Tras pasar unos días en Himachal Pradesh, visitar el gompa de MecLoad Ganj en Dharamsala, lugar de residencia habitual del Dalai Lama, y conocer a muchos tibetanos exiliados y infinidad de turistas israelitas que frecuentan el lugar, tomamos la carretera hacia Amritsar (“Lago del Néctar”), capital del Punjab.

Una vez llegamos a la ciudad nos dirigimos raudos hacia el famoso “Golden Temple”, lugar de peregrinación de los devotos de la religión Sikh, pero además, oasis de viajeros puesto que, aparte del interés cultural y lo exótico del templo, es una tierra sagrada donde todo aquél que llegue es bienvenido se le concede alojamiento y comida de forma totalmente gratuita.

Los sikhs lucen fabulosos y adornados turbantes, algunos incluso descomunales, en el que esconden su cabello (que no deben jamás recortarse des de momento en que nacen). Los hombres mayores llevan largas barbas. Los peregrinos sikhs que llegan al templo suelen andar con extraños atavíos (generalmente de color azul) y con enormes espadas, sables e incluso hachas.

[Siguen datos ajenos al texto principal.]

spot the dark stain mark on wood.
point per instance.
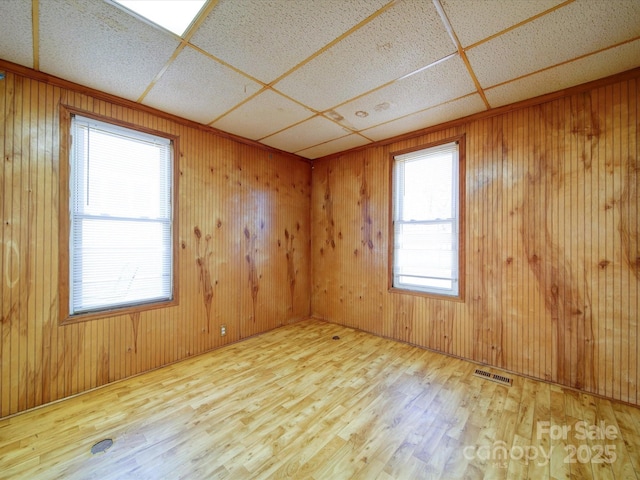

Uno de los aspectos que nos llamaron más la atención del templo fue la cocina y el comedor comunitario (llamado “Langar”) y la cantidad de voluntarios que ayudan a las tareas de servir, cocinar o lavar platos.

Durante algunas horas y en especial al caer la noche, en el pabellón o templo dorado (Harmandar) en el centro rodeado de un lago artificial (Parkarma) los más devotos sikhs realizan los rezos nocturnos. Sin duda, una de las experiencias más extrañas de las que pudimos gozar en el Punjab.

Cercano a Amritsar, en la frontera de India y Pakistan, a lo largo de lo que antiguamente seria la “Grand Trunk Road” (que fue el único camino oficialmente abierto entre las dos naciones durante muchos años) se encuentra una de las más conocidas ceremonias militares, la “Wahag Border Ceremony”. En esta, tanto soldados indios como pakistanís realizan una serie de estrambóticas marchas militares mientras millares de personas (tanto en un lado de la frontera como en el otro) gritan y vitorean cánticos nacionalistas.

A los extranjeros se les guarda un lugar especial para ver el “show”, y éste se repite cada tarde alrededor de las seis. Algo que todavía hoy nos cuesta de comprender…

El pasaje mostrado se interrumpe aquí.